New Study Finds Problems with Cleaning Research

Article excerpt

Despite an abundance of studies examining the impact of patient-room cleaning, disinfection and cleanliness monitoring on health care-associated infections (HAIs), one of the most important questions has never been answered: Which methods are best for preventing infections?

Researchers reviewed 80 studies published in medical literature between 1998 and 2014 on cleaning, disinfection and monitoring methods used in patient rooms, and concluded that there are serious gaps in evidence regarding the best ways to prevent HAIs such as Clostridium difficile, methicillin-resistant Staphylococcus aureus and vancomycin-resistant Enterococcus.

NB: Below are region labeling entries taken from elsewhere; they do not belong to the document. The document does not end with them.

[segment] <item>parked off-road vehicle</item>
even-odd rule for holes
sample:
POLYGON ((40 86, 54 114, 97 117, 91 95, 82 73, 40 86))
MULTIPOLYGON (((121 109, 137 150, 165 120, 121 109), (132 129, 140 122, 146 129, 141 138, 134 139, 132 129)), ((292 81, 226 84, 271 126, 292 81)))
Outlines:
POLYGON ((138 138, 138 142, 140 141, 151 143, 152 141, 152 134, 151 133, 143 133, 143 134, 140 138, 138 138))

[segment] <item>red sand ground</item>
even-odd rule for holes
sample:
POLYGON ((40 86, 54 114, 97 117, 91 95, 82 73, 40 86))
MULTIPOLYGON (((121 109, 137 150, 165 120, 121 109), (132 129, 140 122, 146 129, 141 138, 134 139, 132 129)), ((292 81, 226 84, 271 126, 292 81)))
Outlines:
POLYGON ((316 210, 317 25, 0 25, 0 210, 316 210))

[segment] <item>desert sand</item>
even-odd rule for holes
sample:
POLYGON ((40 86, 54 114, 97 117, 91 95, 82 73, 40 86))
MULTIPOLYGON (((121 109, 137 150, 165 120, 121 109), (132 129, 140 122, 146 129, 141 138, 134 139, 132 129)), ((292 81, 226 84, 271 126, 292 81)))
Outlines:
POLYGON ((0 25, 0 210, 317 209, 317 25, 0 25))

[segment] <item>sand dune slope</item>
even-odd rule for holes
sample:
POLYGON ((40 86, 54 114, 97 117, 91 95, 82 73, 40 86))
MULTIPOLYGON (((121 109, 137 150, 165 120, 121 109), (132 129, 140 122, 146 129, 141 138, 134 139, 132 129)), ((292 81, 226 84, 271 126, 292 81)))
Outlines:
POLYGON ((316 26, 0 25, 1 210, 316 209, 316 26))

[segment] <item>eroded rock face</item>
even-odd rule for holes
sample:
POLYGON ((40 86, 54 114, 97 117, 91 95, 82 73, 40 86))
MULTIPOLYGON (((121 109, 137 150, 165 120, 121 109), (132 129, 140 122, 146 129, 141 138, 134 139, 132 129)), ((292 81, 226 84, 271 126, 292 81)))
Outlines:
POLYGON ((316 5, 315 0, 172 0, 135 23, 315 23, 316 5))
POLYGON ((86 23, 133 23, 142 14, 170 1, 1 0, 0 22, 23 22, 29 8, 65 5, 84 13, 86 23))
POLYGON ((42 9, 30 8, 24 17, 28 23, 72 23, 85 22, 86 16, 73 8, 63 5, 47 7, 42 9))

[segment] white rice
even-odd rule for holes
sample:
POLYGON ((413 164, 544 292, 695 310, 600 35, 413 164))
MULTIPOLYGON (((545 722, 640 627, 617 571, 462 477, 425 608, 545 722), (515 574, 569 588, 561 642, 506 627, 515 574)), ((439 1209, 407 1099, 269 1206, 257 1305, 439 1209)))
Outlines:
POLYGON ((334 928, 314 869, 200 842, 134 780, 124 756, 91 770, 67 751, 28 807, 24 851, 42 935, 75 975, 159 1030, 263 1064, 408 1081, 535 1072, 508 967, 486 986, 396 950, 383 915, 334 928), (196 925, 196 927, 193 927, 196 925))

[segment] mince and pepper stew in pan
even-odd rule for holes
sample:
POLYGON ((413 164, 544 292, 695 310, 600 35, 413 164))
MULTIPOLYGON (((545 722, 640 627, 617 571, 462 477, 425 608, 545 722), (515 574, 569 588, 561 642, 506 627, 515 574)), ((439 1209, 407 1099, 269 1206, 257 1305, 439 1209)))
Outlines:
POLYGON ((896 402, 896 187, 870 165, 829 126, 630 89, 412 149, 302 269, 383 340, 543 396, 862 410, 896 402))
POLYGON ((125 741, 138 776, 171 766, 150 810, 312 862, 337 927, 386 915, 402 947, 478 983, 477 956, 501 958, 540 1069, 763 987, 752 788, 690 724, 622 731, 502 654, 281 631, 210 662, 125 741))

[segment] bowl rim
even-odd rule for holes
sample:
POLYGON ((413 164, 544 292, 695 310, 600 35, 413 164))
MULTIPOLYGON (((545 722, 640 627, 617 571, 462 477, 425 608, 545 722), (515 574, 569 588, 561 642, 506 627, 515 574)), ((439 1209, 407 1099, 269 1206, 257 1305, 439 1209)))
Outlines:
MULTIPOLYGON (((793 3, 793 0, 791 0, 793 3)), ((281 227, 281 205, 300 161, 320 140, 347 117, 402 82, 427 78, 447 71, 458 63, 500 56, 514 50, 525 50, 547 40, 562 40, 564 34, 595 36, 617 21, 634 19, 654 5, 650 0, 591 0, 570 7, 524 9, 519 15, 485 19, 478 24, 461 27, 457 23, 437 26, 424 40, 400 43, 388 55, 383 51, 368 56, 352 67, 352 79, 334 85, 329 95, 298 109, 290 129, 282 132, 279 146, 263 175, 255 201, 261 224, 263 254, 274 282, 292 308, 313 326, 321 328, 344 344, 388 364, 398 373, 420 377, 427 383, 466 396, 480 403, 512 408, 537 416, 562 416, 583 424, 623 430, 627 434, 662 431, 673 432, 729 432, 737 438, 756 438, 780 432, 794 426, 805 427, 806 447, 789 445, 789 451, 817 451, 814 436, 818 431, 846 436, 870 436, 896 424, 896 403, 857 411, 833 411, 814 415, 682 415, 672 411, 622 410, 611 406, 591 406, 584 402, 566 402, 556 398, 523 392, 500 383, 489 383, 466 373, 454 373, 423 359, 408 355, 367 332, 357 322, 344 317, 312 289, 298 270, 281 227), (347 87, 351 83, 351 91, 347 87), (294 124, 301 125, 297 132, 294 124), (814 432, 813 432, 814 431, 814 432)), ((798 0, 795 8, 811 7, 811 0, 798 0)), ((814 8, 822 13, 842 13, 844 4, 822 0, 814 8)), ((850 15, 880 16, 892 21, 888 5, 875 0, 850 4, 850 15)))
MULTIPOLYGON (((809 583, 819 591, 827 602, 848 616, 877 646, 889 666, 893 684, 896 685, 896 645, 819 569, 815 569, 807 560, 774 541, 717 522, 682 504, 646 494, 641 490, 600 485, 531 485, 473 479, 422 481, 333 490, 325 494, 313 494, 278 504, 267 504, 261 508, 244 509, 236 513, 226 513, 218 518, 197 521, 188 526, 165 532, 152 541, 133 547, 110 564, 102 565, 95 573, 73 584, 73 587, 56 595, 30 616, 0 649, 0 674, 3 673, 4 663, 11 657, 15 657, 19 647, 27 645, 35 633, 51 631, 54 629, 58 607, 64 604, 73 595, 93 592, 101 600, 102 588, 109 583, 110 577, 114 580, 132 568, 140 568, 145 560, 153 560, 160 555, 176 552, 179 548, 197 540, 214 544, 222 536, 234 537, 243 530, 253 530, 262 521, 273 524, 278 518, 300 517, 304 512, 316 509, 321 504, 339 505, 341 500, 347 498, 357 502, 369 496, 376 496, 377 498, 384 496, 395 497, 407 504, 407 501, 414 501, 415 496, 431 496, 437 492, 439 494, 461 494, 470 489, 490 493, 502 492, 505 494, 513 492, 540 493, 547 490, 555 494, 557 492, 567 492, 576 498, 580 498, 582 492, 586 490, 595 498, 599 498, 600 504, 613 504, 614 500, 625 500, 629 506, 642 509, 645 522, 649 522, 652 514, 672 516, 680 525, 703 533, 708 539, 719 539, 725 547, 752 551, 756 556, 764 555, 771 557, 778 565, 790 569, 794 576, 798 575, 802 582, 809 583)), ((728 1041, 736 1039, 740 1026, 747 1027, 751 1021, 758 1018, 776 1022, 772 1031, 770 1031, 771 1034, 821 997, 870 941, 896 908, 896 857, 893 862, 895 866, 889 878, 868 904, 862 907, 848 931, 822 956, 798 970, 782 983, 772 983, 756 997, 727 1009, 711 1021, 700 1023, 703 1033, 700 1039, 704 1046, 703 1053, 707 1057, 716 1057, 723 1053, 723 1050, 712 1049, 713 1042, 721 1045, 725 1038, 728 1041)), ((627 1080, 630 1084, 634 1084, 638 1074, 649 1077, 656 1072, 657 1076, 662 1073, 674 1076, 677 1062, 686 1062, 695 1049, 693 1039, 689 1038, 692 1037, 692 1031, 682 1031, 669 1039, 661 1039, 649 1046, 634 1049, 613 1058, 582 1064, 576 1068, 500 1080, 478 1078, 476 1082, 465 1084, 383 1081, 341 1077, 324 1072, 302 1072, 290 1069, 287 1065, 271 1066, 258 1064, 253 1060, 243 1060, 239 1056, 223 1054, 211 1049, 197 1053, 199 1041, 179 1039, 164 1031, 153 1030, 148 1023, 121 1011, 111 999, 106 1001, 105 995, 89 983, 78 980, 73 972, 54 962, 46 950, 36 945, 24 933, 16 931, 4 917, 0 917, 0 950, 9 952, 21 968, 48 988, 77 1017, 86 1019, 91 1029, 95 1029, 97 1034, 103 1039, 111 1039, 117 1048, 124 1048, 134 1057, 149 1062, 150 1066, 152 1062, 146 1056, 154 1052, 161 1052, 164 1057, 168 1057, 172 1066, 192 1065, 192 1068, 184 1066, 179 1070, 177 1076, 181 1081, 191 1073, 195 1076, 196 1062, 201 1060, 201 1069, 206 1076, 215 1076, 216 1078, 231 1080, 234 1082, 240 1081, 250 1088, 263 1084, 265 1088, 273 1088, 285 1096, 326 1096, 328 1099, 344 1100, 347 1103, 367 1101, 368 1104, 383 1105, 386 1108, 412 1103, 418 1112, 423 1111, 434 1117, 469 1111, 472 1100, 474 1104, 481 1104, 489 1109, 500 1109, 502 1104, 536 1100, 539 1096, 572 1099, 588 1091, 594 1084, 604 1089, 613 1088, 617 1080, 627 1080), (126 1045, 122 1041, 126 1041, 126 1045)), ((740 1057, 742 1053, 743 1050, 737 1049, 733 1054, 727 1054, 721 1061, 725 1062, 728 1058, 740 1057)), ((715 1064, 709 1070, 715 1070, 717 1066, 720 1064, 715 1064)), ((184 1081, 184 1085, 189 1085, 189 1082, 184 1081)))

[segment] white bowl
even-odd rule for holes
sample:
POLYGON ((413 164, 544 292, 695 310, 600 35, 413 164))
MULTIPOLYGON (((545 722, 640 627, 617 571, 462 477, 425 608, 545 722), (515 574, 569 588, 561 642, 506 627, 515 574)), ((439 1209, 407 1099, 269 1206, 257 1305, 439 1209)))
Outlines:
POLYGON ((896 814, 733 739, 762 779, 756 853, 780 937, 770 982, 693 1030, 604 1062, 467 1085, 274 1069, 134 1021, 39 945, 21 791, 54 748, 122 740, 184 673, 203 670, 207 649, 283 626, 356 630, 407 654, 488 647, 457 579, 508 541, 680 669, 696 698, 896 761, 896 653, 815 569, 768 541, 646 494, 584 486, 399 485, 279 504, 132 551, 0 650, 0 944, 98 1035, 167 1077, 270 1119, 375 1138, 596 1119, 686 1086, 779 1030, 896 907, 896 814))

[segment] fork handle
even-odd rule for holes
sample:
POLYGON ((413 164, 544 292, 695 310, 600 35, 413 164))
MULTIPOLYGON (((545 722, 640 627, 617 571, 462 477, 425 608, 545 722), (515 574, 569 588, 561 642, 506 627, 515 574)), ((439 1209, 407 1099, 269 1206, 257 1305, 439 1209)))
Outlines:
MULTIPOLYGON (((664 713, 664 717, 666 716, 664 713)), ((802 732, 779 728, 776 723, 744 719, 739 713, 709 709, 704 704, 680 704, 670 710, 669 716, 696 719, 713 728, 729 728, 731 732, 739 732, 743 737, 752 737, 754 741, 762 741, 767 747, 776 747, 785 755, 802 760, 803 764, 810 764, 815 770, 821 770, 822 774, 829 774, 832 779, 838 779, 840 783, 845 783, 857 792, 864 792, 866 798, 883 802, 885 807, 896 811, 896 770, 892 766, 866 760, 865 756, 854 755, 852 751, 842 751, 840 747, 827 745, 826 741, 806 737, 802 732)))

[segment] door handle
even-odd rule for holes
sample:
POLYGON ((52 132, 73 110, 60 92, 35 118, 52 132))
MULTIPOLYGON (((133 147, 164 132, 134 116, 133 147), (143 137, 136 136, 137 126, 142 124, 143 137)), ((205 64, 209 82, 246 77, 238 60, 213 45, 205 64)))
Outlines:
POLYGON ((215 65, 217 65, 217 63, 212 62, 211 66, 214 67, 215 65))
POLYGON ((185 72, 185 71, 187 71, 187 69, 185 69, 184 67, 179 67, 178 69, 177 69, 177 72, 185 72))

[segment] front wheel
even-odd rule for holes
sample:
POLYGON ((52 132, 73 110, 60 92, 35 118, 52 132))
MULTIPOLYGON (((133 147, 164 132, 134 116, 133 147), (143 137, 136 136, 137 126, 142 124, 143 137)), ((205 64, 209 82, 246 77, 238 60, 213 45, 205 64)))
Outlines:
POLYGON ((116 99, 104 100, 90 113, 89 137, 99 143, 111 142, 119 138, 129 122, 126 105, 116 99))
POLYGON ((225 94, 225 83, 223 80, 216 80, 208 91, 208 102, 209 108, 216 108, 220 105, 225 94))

Jennifer Han, M.D., assistant professor of medicine and epidemiology, Perelman School of Medicine at the University of Pennsylvania, and co-lead author of the study recently published in the Annals of Internal Medicine, says future research needs to change its focus.

"Studies need to focus on patient-centered outcomes involving colonization or infection rates, outcomes that are meaningful to patients and providers as well as to health care systems," Han says.

Ultimately, the refocused studies will provide answers to help determine the best methods for disinfection, monitoring and cleaning to help guide those involved in environmental services. …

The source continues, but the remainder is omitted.